En el colegio siempre están los profesores que son “buena onda”, esos que cuando entran a algún curso, todos los alumnos alegremente los saludan. Pero también hay maestros que con solo pisar el aula, saltan varios estudiantes quejándose por su llegada.
¿Cómo hacer cuando un profesor no te cae pero tampoco querés fallarle en su materia?
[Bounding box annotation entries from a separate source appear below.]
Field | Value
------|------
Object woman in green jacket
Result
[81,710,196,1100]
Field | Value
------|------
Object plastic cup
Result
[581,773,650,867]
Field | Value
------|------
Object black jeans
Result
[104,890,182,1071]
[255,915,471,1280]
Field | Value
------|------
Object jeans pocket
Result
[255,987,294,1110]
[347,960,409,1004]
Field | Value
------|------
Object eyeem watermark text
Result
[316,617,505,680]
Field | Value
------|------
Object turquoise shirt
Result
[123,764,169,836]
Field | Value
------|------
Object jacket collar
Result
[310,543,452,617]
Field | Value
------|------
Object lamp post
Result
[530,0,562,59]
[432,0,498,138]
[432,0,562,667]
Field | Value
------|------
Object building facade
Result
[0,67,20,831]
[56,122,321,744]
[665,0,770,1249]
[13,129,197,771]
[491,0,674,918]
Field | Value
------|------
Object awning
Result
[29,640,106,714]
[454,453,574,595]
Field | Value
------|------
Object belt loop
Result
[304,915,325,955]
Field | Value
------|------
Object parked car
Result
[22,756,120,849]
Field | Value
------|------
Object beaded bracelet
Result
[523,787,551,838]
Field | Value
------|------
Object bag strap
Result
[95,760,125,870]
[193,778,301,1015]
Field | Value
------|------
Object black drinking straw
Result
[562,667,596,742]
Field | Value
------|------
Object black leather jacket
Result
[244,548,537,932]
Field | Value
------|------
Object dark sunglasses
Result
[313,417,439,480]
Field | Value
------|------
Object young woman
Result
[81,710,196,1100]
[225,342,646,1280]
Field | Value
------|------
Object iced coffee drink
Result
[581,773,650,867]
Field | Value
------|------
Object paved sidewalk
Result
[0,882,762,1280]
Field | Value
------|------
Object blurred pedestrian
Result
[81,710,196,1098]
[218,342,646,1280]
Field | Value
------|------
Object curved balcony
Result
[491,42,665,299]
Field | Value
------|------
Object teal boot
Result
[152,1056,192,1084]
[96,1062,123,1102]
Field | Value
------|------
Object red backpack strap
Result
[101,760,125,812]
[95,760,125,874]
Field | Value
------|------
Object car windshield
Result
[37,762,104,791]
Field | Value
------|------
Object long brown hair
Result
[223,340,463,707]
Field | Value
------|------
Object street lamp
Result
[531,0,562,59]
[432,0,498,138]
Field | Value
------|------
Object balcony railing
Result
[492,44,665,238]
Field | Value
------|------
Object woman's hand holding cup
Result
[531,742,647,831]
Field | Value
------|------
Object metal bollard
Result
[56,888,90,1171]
Están los famosos alumnos “chupa medias”, que a pesar de no aguantar al maestro, siempre tiran halagos para no tenerlo como “enemigo”.
Hay docentes que se ganan el cariño de sus alumnos con el simple hecho de no dar mucha tarea, por hacer siempre sus clases interesantes e interactivas, o cuando saca a los estudiantes a recreación de vez en cuando. Esté mal o bien esto, es una buena forma de caer bien al alumnado.
Pero también hay profesores que solo se dedican a dictar, copiar en el pizarrón toda la mañana y no pierden un solo minuto de clases, dan una tarea por semana y así ocupan el fin de semana de los jóvenes evitando que descansen. Esos son los que ponen un pie dentro del curso y por poco no se escuchan silbidos.
En conclusión, debemos instar a los maestros a que siempre tengan en cuenta que ellos alguna vez fueron alumnos, que también pasaron por lo mismo que nosotros. Así que no sean tan exigentes, en su época seguramente deseaban estar libres por lo menos media hora al día, ya que con el recreo no bastaba para “informar” de todo lo que se realizó el día anterior.